Yep that’s right. Our fate as a species is left up to the Courts and the Insurance Companies. Somehow this seems fitting and yet unfair.
Last month, Farmers Insurance Co. filed nine class-action lawsuits arguing that local governments in the Chicago area are aware that climate change is leading to heavier rainfall but are failing to prepare accordingly. The suits allege that the localities did not do enough to prepare sewers and stormwater drains in the area during a two-day downpour last April. In what could foreshadow a legal reckoning of who is liable for the costs of climate change, the class actions against nearly 200 Chicago-area communities look to place responsibility on municipalities, perhaps spurring them to take a more forward-looking approach in designing and engineering for a future made different by climate change.

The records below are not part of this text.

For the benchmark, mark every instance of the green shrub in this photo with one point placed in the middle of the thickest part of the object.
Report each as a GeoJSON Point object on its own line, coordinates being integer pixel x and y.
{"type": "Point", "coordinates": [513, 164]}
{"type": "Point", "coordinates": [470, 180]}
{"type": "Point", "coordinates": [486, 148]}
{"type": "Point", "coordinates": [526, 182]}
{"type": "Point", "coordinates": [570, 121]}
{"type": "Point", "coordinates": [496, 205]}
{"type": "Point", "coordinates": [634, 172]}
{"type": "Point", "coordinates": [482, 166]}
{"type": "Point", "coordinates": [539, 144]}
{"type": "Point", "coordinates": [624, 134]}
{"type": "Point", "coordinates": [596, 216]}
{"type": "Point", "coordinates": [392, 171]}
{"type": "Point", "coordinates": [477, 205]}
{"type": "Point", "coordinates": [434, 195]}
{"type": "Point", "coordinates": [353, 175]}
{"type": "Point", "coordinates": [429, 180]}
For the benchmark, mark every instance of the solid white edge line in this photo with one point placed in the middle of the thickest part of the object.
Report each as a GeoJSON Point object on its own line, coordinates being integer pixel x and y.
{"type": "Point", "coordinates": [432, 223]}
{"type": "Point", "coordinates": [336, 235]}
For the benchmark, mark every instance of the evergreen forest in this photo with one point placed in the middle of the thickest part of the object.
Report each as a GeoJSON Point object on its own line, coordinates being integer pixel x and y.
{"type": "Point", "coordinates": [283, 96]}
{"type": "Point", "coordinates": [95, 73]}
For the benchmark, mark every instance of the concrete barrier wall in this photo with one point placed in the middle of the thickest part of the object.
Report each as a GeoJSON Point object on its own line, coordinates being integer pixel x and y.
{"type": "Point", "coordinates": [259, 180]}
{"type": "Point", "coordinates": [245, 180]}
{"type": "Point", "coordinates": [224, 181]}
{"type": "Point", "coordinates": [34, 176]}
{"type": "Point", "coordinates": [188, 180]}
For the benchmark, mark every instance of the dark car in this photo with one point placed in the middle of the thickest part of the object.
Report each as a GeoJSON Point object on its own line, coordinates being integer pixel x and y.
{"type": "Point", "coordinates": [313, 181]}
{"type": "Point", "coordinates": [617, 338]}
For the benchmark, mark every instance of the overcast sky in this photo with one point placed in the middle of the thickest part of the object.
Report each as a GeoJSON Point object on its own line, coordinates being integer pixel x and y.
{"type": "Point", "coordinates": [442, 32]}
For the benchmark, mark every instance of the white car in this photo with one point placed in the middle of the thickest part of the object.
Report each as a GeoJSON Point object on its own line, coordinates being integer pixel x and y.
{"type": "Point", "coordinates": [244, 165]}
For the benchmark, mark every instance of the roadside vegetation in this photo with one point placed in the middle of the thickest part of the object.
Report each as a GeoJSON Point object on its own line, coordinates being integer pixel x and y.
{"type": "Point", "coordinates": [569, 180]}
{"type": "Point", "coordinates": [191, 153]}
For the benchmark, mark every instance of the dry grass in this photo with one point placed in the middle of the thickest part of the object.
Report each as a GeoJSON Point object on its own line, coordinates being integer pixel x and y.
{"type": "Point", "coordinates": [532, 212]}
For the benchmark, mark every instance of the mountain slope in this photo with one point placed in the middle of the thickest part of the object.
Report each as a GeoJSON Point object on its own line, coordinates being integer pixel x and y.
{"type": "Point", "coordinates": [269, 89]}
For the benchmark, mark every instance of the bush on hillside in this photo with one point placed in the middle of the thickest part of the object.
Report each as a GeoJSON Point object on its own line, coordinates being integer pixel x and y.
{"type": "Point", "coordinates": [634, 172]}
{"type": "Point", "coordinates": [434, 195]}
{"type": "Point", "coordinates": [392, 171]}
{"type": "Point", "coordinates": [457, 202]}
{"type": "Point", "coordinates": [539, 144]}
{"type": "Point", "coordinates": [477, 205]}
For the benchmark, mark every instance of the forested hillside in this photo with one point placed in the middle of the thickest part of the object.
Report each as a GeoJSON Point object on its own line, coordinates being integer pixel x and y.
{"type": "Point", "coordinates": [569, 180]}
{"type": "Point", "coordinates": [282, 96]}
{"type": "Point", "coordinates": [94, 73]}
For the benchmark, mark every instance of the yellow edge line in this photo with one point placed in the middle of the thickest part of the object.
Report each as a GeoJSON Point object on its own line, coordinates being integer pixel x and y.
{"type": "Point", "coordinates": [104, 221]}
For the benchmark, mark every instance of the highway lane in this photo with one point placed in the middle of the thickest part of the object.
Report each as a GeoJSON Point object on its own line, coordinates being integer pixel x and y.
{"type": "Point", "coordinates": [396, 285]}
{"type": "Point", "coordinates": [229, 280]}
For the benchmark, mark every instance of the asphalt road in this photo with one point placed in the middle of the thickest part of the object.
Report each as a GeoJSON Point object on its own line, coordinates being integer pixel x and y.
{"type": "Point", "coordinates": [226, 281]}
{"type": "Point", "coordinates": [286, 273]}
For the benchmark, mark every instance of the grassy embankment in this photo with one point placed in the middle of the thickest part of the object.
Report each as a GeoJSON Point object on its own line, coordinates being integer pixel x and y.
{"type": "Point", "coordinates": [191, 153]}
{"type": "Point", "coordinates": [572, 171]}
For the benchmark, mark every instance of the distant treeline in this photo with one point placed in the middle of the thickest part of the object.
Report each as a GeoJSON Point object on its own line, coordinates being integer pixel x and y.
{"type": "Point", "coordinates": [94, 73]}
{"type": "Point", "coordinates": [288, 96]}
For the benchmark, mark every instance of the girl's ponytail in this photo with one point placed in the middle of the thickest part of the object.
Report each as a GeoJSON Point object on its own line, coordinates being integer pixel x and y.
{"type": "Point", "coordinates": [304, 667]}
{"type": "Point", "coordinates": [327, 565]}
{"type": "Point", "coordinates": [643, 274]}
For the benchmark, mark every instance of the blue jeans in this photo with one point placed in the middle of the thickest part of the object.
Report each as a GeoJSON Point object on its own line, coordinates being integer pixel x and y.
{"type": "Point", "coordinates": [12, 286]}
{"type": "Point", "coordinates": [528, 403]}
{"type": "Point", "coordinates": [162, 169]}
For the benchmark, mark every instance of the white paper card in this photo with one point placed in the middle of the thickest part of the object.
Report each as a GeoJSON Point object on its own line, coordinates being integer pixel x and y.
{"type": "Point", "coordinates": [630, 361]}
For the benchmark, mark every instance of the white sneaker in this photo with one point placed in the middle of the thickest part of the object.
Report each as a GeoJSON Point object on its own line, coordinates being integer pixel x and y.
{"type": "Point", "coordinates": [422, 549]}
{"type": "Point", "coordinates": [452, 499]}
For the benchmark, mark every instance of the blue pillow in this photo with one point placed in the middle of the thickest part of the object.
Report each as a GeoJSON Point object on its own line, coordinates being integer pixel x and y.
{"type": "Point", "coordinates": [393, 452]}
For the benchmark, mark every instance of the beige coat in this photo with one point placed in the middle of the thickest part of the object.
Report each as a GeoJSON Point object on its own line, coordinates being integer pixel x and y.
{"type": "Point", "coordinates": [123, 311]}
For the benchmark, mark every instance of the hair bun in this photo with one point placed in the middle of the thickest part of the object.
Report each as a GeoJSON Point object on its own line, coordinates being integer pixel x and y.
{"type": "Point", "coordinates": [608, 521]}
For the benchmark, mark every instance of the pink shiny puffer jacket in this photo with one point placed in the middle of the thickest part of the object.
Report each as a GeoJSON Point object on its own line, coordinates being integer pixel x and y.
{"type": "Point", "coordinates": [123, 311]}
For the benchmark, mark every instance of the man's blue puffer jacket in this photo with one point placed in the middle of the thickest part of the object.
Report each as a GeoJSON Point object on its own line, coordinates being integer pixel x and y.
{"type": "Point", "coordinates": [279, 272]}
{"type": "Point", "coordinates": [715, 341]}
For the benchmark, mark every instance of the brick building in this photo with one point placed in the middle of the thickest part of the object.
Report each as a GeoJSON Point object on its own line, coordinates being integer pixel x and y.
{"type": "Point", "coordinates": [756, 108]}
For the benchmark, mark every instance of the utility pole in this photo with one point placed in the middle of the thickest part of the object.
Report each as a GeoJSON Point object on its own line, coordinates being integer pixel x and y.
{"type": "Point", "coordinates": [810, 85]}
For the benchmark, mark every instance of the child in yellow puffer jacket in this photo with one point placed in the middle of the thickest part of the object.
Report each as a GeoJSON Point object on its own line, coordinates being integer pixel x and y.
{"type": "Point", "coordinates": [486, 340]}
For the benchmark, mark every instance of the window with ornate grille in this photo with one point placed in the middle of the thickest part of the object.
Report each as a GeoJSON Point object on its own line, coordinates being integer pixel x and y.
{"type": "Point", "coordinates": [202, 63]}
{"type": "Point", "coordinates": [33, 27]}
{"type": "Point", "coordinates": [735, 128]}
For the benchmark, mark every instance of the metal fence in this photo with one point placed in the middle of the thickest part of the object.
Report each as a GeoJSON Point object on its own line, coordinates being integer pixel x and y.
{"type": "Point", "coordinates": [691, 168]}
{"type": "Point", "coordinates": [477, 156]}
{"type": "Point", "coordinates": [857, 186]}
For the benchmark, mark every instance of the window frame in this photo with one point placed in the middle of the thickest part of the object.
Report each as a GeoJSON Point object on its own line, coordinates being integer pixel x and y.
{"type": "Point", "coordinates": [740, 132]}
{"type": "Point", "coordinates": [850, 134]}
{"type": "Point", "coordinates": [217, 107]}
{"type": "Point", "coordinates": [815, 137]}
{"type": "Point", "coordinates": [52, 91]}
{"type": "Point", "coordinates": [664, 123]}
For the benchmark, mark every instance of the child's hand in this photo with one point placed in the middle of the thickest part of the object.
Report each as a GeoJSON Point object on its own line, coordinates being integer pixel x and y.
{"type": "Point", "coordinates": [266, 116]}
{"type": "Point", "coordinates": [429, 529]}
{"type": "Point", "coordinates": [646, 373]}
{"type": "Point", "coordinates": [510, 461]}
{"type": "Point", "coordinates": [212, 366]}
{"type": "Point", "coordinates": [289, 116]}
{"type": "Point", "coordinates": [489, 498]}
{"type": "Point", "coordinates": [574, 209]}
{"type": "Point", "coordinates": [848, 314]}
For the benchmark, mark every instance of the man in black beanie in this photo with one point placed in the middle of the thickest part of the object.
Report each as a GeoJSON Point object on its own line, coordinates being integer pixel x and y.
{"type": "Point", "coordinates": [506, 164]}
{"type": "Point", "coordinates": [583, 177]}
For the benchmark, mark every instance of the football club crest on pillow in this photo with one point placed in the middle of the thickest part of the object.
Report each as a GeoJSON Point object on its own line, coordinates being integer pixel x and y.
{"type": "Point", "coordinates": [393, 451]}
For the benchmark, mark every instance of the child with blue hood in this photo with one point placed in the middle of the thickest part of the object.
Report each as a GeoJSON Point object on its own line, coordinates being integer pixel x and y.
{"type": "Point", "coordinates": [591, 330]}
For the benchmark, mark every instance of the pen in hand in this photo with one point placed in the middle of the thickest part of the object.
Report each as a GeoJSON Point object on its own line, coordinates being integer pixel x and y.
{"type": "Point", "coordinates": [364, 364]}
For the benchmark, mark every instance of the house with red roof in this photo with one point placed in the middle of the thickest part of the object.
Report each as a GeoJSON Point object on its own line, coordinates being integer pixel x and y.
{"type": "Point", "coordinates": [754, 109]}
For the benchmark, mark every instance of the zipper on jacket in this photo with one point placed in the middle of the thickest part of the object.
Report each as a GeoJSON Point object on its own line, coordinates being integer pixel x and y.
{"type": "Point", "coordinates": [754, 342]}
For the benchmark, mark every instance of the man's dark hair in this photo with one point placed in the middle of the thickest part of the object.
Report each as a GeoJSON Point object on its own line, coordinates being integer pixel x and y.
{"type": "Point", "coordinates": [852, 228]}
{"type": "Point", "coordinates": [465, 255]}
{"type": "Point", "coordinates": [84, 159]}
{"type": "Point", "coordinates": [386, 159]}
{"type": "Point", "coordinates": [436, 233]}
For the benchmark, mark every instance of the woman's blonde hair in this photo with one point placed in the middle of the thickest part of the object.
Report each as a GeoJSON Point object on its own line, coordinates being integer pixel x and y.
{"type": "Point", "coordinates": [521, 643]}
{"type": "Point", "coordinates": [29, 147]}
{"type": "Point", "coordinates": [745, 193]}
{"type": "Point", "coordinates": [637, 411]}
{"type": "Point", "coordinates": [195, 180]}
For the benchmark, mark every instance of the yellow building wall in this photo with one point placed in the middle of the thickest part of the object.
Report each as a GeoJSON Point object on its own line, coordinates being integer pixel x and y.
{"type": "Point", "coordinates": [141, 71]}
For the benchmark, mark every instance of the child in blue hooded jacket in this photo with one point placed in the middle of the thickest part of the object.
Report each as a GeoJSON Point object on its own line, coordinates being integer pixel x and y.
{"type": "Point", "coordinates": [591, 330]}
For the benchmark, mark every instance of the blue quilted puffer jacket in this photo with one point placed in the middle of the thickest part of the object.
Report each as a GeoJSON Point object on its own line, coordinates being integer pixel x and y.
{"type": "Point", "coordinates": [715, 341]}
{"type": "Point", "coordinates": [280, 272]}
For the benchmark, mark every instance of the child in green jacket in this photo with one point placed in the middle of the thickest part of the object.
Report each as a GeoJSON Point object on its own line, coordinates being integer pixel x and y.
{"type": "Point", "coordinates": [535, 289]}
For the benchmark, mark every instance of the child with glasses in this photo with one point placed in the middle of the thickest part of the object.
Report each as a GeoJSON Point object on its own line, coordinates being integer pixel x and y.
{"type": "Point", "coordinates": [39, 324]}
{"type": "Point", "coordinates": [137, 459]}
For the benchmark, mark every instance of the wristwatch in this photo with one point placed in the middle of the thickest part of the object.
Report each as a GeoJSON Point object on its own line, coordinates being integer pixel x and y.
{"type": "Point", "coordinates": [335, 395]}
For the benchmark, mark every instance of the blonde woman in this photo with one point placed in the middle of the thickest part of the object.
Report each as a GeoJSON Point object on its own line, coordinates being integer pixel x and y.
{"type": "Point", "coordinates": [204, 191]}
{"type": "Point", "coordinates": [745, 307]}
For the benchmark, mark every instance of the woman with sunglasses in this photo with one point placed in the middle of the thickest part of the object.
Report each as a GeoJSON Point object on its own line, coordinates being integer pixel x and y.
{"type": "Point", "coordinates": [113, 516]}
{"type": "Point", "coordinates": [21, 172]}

“Farmers is asking to be reimbursed for the claims it paid to homeowners who sometimes saw geysers of sewage ruin basement walls, floors and furniture,” reported E&E News. “The company says it also paid policyholders for lost income, the cost of evacuations and other damages related to declining property values.”
Andrew Logan, an insurance expert with Ceres, told E&E News that there is likely a longer-term agenda in mind with this latest effort, and that the company “could be positioning itself to avoid future losses nationwide from claims linked to floods, sea-level rise and even lawsuits against its corporate policyholders that emit greenhouse gases.”
While these suits are the first of their kind, Micahel Gerrard, director of the Center for Climate Change Law at Columbia Law School in New York, told Reuters that there will be more cases like them attempting to address how city and local governments should manage budgets to prepare for natural disasters that have been intensified by climate change.